Make sure the qemu or wizard user has read right to the
/var/lib/libvirt/images directory
It’s no use to make the file world readable if the user cannot access the dir…

1 Like

Are you absolutely sure apparmor isn’t involved? Often (not always) DAC denials give you an “Operation not permitted” error, whereas MAC would give you a “Permission denied”.
And since you opened that file to the whole world by chmodding it to 777 (fix it when you figure out the issue, it’s bad practice no matter what file) and you said it’s part of the same groups too, it really doesn’t sound like a DAC issue.

If you’re running virt-manager as a flatpak, check the dir access permissions with flatseal.
If it’s a native repo install, all I can think of is apparmor

2 Likes

This is 100% is AppArmor and/or cgroups

As for chmod, I tried to make a video to explain it a few years ago, no idea how successful it is/was.

5 Likes

Would be good to see the output of some apparmor status commands to confirm AppArmor/HowToUse - Debian Wiki

selinux has a log file it writes policy alerts too which can be useful for debug and writing selinux policy. Not sure on apparmor, might be something similar.

I had to google debian Sid. unstable version hmm. Maybe a bug in your current installed packages.

Have you had a look in the libvirt log? Often extra detail about fails in the logs, or systemd status.

I landed on the original assumption that neither SELinux not AppArmor were installed because the status commands that I tried resulted in a “command not found” kind of output. But when I get home I’m going to spend more time looking into both services are figure out what’s going on.

1 Like

Both aa-status and getenforce return “command not found”, so it seems like I can rule that out.

I’ve ensured that the process has access to the directory.

I installed virt-manager though apt, so I should be good there as well.

The only relevant logs that I had found were through (I believe) journalctl, and those were just duplicates of the permission denied output. I will look into libvirt logs for more information.

Barring that, I’ll investigate if qemu is placed in a cgroup (I was not aware of their existence until tonight) and figure out what restrictions are placed on it.

1 Like

Just to double-check, did you change to root by using “su” or “su -” before checking aa-status?

You can also check with ‘systemctl status apparmor’

1 Like

TIL that “command not found” and a service not being installed are not the same thing.
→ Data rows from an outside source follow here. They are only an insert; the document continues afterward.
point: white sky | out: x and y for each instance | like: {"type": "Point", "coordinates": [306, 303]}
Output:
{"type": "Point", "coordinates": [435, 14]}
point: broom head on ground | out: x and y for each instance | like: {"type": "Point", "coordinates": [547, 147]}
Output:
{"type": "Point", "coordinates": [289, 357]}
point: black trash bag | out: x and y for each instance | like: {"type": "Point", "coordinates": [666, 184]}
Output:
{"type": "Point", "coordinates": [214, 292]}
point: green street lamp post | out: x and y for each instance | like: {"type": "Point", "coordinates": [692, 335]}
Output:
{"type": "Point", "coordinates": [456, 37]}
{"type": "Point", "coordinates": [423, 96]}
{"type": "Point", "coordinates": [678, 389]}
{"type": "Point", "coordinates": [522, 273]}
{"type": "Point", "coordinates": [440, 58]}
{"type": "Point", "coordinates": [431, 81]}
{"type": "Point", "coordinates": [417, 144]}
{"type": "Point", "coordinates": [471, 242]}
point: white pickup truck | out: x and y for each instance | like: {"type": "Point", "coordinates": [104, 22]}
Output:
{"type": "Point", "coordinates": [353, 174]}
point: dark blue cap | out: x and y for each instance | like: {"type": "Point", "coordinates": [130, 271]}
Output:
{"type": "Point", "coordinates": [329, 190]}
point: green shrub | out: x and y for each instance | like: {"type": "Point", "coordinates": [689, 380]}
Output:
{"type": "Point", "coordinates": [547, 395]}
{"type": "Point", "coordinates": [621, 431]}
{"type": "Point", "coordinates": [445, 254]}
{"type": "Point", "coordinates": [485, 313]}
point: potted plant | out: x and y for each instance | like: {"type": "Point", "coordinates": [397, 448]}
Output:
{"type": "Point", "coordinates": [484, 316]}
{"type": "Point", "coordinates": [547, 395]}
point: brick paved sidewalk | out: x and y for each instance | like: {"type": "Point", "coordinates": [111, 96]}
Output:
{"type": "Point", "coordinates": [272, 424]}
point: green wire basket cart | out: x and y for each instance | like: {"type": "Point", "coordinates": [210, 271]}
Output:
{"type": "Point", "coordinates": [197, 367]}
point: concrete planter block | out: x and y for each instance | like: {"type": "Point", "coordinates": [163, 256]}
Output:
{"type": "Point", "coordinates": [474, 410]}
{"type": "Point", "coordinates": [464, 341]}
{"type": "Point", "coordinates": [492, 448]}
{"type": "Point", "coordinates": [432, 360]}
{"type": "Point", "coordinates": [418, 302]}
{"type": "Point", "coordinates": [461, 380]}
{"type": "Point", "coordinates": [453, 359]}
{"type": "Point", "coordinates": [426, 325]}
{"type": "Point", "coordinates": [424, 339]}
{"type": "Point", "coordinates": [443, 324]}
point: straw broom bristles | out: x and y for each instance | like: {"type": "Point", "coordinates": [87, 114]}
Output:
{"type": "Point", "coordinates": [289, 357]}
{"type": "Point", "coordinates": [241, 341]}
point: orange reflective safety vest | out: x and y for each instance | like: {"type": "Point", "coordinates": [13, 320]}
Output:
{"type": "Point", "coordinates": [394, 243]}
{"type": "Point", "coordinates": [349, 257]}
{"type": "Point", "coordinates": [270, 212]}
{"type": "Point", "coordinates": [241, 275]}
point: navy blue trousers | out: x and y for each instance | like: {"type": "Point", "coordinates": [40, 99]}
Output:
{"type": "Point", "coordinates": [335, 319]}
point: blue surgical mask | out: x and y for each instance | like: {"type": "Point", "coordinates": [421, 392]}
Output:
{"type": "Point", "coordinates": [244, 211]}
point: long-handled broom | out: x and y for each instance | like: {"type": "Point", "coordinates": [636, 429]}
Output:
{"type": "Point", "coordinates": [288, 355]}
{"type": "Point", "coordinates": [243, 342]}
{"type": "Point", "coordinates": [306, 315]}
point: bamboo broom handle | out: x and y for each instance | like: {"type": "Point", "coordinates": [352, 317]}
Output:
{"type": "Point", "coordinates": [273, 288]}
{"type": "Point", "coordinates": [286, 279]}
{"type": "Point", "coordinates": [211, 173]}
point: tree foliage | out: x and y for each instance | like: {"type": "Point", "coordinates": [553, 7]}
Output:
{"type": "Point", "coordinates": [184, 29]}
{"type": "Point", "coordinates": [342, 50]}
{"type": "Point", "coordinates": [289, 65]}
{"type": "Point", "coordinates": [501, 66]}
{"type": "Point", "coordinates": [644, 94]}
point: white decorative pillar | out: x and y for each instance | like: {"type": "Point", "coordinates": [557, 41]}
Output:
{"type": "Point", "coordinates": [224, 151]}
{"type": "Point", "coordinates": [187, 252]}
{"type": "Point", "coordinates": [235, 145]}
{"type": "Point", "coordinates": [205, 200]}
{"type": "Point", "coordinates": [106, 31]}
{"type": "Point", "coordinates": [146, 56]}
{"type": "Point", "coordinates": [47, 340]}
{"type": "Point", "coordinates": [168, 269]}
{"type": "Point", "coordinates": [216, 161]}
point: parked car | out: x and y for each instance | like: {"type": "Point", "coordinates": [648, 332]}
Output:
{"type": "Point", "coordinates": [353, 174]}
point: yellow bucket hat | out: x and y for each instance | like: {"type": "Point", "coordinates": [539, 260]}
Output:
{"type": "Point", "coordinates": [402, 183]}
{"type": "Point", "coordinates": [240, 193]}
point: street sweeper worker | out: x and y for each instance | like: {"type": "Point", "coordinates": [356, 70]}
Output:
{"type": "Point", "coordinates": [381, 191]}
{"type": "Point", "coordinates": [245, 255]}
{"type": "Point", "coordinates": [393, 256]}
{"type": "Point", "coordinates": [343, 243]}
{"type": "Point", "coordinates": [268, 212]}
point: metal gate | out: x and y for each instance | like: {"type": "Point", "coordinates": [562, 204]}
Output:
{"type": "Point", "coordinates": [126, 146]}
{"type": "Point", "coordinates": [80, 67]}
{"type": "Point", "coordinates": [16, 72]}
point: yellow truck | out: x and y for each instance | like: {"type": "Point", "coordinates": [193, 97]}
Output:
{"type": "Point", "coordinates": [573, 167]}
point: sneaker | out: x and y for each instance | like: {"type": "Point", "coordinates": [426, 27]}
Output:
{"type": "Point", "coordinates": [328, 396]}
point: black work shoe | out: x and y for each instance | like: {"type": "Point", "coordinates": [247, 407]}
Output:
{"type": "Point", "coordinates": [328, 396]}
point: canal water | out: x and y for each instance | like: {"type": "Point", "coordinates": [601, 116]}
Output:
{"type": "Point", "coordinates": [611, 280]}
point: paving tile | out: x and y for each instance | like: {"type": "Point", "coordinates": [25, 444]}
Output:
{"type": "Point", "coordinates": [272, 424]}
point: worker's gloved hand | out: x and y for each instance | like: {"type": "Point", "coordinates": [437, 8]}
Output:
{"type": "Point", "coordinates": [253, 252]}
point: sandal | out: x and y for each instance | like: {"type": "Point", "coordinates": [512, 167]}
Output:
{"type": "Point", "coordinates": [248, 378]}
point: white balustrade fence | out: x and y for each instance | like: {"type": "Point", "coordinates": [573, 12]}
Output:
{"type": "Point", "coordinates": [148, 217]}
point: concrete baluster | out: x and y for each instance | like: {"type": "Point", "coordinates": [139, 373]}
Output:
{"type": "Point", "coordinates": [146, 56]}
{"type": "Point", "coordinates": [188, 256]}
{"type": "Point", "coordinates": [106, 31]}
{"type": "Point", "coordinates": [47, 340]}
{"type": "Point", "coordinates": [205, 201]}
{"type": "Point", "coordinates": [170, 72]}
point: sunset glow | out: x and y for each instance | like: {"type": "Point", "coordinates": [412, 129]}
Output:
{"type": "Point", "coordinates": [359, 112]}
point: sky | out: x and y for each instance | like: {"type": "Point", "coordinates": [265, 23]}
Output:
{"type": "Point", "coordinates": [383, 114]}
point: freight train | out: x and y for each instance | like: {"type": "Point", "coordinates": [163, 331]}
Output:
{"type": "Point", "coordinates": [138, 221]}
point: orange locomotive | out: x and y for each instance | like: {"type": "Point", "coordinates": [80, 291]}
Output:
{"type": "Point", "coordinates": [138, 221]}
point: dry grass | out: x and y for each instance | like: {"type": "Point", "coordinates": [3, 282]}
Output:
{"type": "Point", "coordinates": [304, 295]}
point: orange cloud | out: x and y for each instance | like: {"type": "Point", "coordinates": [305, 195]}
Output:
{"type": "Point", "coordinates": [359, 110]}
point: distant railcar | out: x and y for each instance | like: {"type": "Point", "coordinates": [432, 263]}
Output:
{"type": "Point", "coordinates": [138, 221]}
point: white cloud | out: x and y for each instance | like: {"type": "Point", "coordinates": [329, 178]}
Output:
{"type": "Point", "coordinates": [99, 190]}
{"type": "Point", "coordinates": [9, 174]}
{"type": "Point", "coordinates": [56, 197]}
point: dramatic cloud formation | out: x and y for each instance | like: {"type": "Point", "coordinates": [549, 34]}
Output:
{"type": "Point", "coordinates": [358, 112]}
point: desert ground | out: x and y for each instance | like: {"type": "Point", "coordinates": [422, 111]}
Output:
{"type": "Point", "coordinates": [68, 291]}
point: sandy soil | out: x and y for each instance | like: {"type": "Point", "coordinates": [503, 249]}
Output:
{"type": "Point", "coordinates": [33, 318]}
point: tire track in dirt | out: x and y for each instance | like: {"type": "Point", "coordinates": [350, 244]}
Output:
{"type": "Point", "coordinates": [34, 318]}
Thanks for the tip with systemctl status :+1:

I was running aa-status as a user and was expecting a permissions error if it existed.

Yeah it can be unintuitive at first because often it is not explained, it’s actually a security feature because the idea is that unprivileged users don’t need to know what security implications are active. It’s just security through obscurity.

Also changing users with the hyphen is often overlooked so sometimes commands fail because as the computer is concerned, if it’s running a root command as a user it will assume unprivileged user permissions to said command.

1 Like

I added read access to the file into AppArmor and my permissions issue is resolved :ok_hand: Thank you all.

2 Likes

I have been experimenting with Fedora and hit a similar wall with access to /dev/kvmfs0 for qemu. “Permission denied” leads to SELinux, but the issue persists even with SELinux set to permissive mode. I’m might just not have ownership set to the correct user, but is there anything different about persimmons in Fedora?

EDIT: cstates :+1:

  1. It’s /dev/kvmfr0
  2. It’s cgroups not cstates
  3. Seeing as you’re now talking about looking glass, see our documentation:

https://looking-glass.io/docs/B7-rc1-21-ecd3692e/ivshmem_kvmfr/#permissions

2 Likes

Right right, cstates is processor power.

I got this sorted last week by rtfm-ing the lg documentation :+1: Very complete, but you actually have to read it and not skip sections.